MPEG has been the dominant force in driving standardization of video compression format over three decades successfully delivering successive generations which drive bitrates down while keeping quality up.

In recent times its codec HEVC/H.265, the successor to the world’s current dominant code AVC H.264, has become mired in opaque patent pools which has hindered adoption and caused web giants and OEMs to seek alternatives. The mistakes in implementing HEVC and in not correcting them in time have come home to roost.

MPEG’s once dominant position seems to have come to an end — “and the blame seems to be entirely on the mess that arose from intellectual property claims and royalties,” concludes Rethink Research in a comprehensive analysis of the codec sector.

This matters because codecs are essential components of any video business, particularly when streaming content OTT to devices everywhere. Decisions on which horse to back need taking some time out and investments don’t run cheap. In fact, they could be about to get steeper for all concerned.

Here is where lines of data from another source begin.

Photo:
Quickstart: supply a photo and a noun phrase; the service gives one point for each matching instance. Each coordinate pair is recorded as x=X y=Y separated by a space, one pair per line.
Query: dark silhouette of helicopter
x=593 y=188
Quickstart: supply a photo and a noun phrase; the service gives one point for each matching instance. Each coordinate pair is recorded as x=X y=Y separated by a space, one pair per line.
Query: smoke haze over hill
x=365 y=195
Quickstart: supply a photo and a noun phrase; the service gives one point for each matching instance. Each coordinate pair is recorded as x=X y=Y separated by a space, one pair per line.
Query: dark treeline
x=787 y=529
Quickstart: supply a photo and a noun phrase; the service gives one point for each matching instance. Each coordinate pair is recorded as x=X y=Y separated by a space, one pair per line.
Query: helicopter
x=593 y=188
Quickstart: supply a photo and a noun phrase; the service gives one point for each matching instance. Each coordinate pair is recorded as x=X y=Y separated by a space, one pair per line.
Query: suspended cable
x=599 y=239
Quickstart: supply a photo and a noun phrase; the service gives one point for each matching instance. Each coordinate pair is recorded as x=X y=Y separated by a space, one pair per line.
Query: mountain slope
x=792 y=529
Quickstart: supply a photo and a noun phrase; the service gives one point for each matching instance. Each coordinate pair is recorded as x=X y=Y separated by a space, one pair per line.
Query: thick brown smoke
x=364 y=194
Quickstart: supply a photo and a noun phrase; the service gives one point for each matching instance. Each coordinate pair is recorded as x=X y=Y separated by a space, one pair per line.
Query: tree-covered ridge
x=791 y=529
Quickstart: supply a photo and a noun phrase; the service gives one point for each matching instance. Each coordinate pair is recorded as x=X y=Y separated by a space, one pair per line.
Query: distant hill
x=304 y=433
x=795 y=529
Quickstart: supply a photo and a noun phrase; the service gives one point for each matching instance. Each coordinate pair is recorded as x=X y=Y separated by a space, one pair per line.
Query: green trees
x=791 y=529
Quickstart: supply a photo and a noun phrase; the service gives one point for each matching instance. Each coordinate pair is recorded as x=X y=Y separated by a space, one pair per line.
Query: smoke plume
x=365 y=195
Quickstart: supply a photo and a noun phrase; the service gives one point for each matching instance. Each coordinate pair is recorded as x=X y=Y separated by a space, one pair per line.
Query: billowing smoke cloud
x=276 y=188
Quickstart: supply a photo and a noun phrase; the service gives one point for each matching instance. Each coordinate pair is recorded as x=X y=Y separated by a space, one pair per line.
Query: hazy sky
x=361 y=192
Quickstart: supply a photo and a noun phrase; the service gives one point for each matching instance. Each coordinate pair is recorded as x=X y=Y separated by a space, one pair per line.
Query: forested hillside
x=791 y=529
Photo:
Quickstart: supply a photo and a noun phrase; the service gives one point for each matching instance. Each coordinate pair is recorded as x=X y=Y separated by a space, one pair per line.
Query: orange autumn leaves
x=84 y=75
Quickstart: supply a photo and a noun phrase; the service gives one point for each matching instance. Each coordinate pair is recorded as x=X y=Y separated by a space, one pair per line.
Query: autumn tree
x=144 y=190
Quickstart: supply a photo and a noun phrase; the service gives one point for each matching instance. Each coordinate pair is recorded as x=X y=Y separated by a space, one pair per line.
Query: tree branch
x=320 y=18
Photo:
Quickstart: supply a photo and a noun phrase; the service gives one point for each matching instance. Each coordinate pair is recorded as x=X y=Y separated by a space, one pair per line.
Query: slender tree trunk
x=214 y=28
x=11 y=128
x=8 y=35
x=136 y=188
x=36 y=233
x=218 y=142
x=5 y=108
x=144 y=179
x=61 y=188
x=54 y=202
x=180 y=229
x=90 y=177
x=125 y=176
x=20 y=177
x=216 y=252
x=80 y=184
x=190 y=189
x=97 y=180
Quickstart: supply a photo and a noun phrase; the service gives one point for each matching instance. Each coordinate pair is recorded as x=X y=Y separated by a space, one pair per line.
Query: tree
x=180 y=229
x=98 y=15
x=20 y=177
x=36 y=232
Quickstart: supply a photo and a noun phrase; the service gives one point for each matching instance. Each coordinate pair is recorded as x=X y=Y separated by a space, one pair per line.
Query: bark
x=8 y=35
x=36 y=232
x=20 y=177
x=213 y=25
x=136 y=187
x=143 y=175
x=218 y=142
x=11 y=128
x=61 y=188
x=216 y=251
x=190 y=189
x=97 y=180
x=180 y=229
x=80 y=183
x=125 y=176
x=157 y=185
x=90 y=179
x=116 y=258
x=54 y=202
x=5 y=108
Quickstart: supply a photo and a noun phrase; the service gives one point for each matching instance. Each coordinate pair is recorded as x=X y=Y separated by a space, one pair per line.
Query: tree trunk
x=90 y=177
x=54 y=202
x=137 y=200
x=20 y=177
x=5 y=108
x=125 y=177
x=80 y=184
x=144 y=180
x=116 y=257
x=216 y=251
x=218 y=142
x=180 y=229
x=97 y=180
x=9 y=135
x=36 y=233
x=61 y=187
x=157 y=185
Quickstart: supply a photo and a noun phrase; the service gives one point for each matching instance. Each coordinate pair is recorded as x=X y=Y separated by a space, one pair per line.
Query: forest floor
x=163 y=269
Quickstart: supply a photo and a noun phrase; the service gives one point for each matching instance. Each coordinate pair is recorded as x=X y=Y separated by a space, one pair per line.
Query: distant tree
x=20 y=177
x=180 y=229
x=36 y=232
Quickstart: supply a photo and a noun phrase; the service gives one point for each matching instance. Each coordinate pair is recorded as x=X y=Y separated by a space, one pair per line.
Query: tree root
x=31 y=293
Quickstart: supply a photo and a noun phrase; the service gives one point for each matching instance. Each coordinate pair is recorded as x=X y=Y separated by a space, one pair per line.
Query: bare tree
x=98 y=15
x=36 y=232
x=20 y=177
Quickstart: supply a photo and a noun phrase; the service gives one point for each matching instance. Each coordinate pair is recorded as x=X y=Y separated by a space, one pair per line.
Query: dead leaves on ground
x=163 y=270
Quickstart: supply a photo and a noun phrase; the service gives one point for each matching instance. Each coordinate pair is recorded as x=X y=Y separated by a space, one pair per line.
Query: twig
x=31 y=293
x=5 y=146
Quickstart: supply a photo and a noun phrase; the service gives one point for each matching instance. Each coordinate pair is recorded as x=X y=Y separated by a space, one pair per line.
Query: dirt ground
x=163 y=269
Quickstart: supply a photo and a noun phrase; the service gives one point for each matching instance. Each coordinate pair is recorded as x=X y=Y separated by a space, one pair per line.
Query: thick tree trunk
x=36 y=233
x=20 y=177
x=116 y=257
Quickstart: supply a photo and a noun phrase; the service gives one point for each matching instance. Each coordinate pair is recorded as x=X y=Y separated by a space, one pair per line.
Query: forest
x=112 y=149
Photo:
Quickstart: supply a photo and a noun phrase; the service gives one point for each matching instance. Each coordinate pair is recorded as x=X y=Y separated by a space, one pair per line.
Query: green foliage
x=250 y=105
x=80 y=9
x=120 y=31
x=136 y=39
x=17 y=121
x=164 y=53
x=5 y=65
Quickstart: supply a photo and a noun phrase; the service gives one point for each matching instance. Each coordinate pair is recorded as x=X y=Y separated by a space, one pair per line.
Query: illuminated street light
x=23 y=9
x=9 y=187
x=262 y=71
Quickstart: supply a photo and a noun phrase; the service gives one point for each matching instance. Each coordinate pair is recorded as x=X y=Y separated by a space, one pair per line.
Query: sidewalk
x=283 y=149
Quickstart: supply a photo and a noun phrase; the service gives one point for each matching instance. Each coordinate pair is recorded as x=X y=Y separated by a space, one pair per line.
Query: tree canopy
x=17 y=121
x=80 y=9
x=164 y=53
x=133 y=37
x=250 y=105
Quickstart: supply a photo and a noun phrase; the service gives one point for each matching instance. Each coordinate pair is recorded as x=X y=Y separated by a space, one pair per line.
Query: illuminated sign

Instead of one codec to rule them all, as was the state of play for the last 30 years, what all this means for the next few decades is a fractured market with no single codec reach the same dominant position of MPEG 2 or AVC.

EXTRA CREDIT

Turning to the ReThink TV website, they summarize the report as:

  • AVC (H.264) will finally decline, but its direct successor (H.265) will not replace it entirely.
  • As HEVC grows, its own successor VVC (H.266) becomes a direct competitor. This, and its high royalty fees, will stall growth, as well as the memory of the infamous HEVC royalty wars.
  • AV1 will emerge as an OTT option, but is still dogged by Sisvel’s recent appearance and royalty claims.
  • LCEVC will take root, initially in the AOMedia ecosystem, but expanding comfortably into the MPEG family by 2030.